The site’s nameplate capacity is 358 thousand metric tons per annum, but will be operating at around 268.5 thousand metric tons per annum once the cuts are complete. The site’s 408 pots have been operating at about 95 percent capacity up to now.
Alcoa said the instability and other hurdles in producing rodded anodes confronting Portland Aluminium are the reason for the drawdown. The anodes connect the smelting pots with an electrical source, which starts the smelting reaction.
Bill Oplinger, Executive Vice President and Chief Operations Officer, said in a press release that the plant’s main responsibility now is a safe shutdown.
“Our teams are focused on safely taking the production offline and working to restore stability across the facility.

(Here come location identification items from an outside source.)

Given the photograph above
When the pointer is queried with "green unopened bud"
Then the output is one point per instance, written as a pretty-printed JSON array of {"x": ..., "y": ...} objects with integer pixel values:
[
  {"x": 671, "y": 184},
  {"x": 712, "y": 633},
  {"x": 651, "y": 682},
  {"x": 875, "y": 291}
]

Completing this task in a controlled fashion is our priority as we work to improve operations.”
Portland Aluminium is a collaboration among Alcoa of Australia Limited (55 percent), CITIC Nominees Pty Ltd (22.5 percent), and Marubeni Aluminium Australia Pty Ltd (22.5 percent). Alcoa of Australia Limited is itself a joint venture, owned by Alcoa Corporation (60 percent) and Alumina Limited (40 percent).
Earlier this year Alcoa’s wholly-owned alumina operations at Kwinana cut production by 30 percent as a result of a lack of natural gas supply to the plant.
CORRECTION: a previous version of this article indicated that production would be cut by 75 percent instead of to 75 percent. We apologize for the error.